De rootdirectory , de rootmap , de rootdirectory , de root in het kort , of technisch gezien (de) root (directory), Engelse root (directory) , is het hoogste niveau van een boomachtige gegevensstructuur . Waarschijnlijk het meest prominente voorbeeld van een boom op het gebied van informatica is meestal te vinden in de vorm van bestandssystemen op gegevensdragers.
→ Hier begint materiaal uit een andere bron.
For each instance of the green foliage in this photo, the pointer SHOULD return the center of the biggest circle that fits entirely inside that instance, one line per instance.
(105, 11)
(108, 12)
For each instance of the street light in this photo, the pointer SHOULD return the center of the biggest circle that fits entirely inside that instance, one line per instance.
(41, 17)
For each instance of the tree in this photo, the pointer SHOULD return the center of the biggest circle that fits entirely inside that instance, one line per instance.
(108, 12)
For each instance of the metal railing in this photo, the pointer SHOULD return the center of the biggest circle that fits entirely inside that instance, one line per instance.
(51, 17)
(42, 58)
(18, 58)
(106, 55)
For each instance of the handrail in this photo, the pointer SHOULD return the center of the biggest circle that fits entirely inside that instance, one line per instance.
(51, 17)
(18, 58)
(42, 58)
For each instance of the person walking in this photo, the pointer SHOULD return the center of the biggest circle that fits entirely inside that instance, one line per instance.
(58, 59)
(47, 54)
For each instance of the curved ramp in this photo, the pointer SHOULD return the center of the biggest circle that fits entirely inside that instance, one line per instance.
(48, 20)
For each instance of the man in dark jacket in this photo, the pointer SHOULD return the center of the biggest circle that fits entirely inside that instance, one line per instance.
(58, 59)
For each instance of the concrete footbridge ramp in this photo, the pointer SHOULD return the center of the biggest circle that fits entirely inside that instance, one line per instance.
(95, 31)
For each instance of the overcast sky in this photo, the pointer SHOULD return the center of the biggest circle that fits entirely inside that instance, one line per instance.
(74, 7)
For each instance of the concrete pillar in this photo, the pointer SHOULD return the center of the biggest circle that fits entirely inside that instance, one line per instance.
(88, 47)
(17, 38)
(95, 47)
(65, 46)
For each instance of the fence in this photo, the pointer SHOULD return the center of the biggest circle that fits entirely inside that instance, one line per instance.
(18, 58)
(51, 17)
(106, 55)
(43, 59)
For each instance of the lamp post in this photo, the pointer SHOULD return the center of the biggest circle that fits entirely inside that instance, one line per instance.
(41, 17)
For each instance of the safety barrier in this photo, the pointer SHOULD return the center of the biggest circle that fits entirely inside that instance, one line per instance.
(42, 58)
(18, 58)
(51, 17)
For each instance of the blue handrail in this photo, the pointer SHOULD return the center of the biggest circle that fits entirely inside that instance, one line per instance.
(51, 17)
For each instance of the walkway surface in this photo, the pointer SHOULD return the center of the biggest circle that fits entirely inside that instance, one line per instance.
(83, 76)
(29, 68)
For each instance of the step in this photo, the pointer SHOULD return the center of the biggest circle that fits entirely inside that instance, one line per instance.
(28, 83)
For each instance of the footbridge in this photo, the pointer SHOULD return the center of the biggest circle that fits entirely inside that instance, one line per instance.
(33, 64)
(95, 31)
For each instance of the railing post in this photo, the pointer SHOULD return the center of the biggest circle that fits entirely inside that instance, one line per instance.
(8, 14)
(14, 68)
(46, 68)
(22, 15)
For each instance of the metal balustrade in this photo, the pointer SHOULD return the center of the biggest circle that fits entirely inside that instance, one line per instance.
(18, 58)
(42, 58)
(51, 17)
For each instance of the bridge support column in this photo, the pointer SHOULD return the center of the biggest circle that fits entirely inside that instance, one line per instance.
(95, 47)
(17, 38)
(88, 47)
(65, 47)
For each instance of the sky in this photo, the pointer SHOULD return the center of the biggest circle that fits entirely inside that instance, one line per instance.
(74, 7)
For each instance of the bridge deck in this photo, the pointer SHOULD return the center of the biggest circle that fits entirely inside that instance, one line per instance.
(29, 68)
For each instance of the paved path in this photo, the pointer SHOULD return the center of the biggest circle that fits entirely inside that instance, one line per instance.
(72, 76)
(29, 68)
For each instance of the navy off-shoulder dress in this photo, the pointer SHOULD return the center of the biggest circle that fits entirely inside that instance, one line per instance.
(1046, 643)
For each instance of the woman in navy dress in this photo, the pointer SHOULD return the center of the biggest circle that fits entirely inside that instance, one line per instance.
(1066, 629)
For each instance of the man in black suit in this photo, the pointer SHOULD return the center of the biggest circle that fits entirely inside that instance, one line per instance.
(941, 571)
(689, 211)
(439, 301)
Elk besturingssysteem heeft een directory die niet in een andere directory staat, sommige systemen hebben zo'n directory per partitie of per partitie.Volume , d.w.z. meerdere. Zo'n directory vertegenwoordigt (in elk geval) het startpunt voor de hele directory-boom - het vormt dus de kop van elkedirectory-structuur. Directory-bomen "groeien" van boven naar beneden, de root wordt bovenaan weergegeven.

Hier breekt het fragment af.